Segundo o desembargador, o descumprimento de normas básicas, acrescido da prática de tortura, gera uma situação favorável à ação do crime organizado. Não à toa, o ministro da Justiça, José Eduardo Cardozo, afirmou, em 2012, que “preferia morrer” a passar muitos anos em uma penitenciária brasileira.

— Essa situação na qual essas pessoas estão inseridas gera rebeliões e elas acabam saindo, após cumprirem a pena que lhes foi imposta, pior do que entraram — diz Calmon.

No Maranhão, onde, na quarta-feira, uma rebelião no Centro de Detenção Provisória do Complexo Penitenciário de Pedrinhas deixou nove mortos e 20 feridos, a separação dos presos costuma ser feita com base na facção criminosa do detento, revela o juiz Douglas de Melo Martins, coordenador do Departamento de Monitoramento e Fiscalização do Sistema Carcerário do CNJ.

— A divisão é feita, principalmente, pela facção. Com isso, a pessoa que comete um crime leve acaba, por exemplo, na mesma cela de alguém que cometeu um crime mais grave, de um líder de uma organização criminosa. E aí não é nem questão de a prisão ser uma escola do crime. Na verdade, o detento é cooptado pela facção. Ele não tem opção.

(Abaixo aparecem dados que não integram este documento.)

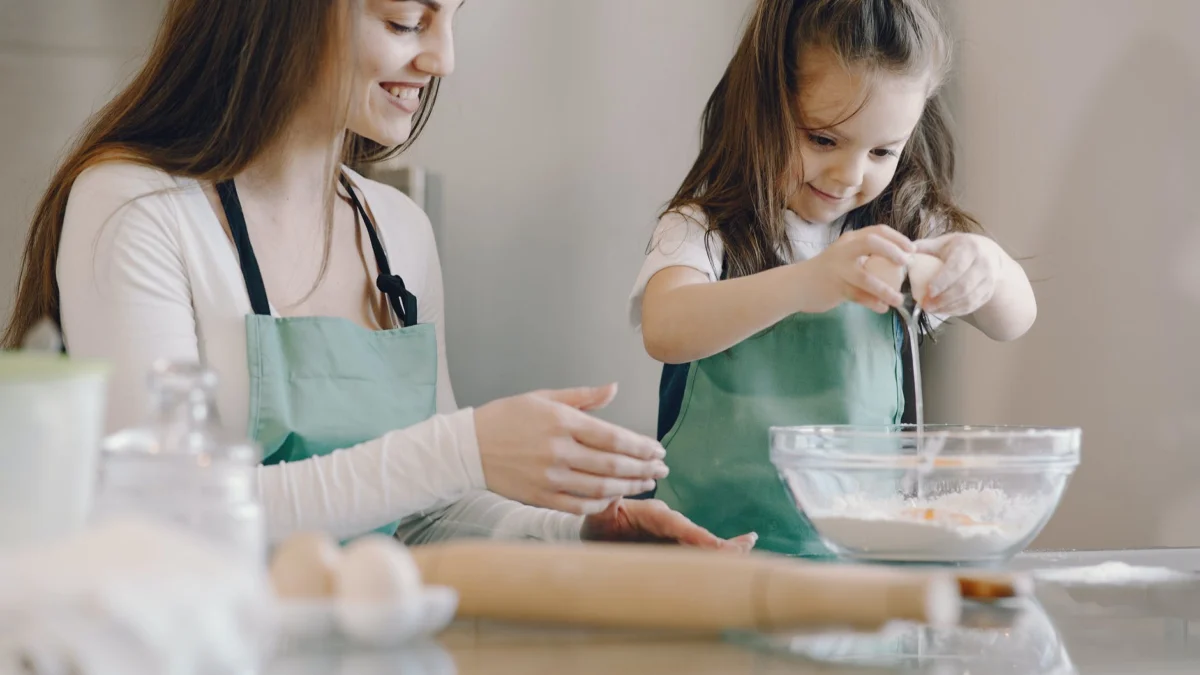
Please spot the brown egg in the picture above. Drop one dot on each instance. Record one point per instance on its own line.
(887, 270)
(303, 567)
(922, 269)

Ou se filia ou morre.

Exemplo disso, cita o juiz, é o borracheiro que foi detido por ter adquirido pneus furtados e acabou assassinado na rebelião desta quarta-feira, na capital maranhense.

— Sei que deve ter muita gente falando ao ouvir a notícia da rebelião: “Ah, dez mortos presos? É bom, são menos dez criminosos no mundo”. Mas um desses mortos é um borracheiro, que foi detido após acusação de ter comprado pneus furtados. A sociedade é muito hipócrita.

Segundo o juiz, o Complexo Penitenciário de Pedrinhas tem um histórico de tragédias e passa por uma situação “de descontrole”. Além das 9 mortes registradas nesta quarta-feira, no Centro de Detenção Provisória, onde presos aguardam julgamento, outras cinco ocorreram no início deste mês. Em 2011, um motim que durou cerca de 24 horas terminou com 18 presos assassinados. À época, a polícia também divulgou que as mortes foram resultado de briga entre facções rivais.

Este ano, lembra Martins, a demolição do Complexo de Pedrinhas foi recomendada por um juiz da Vara de Execuções Penais do Maranhão:

— O juiz disse que a situação era tão ruim que nem reforma resolvia. Além disso, tem o problema da superlotação. Na unidade onde ocorreu a rebelião, há quase 700 presos onde deveria existir 200.

Embora a governadora do Maranhão, Roseana Sarney, tenha decretado ontem estado de emergência no sistema prisional, e apesar do histórico de problemas nas unidades do estado, o levantamento feito pelo Conselho Nacional do Ministério Público nas unidades não identificou rebeliões ou homicídios entre março de 2012 e fevereiro de 2013. Por conta disso, e diante do último motim, a Comissão do Sistema Prisional da entidade adiantou para o dia 23 de outubro a visita ao estado.

— Além das inspeções mensais, estamos visitando unidades que são consideradas as piores do país. Já passamos por Pernambuco, Mato Grosso do Sul, Espírito Santo, Paraíba e Distrito Federal. Estávamos com uma ida marcada para Pedrinhas, pois lá já ocorreram episódios violentos. Mas agora vamos adiantar a nossa ida e lá vamos questionar a consistência dos dados. Embora a gente não tenha o dever de fiscalizar os presídios, mas, sim, o cumprimento da Lei de Execuções Penais, vamos procurar saber, por exemplo, o porquê de não existir registros de mortes e rebeliões no estado — diz o presidente da Comissão do Sistema Prisional do CNMP.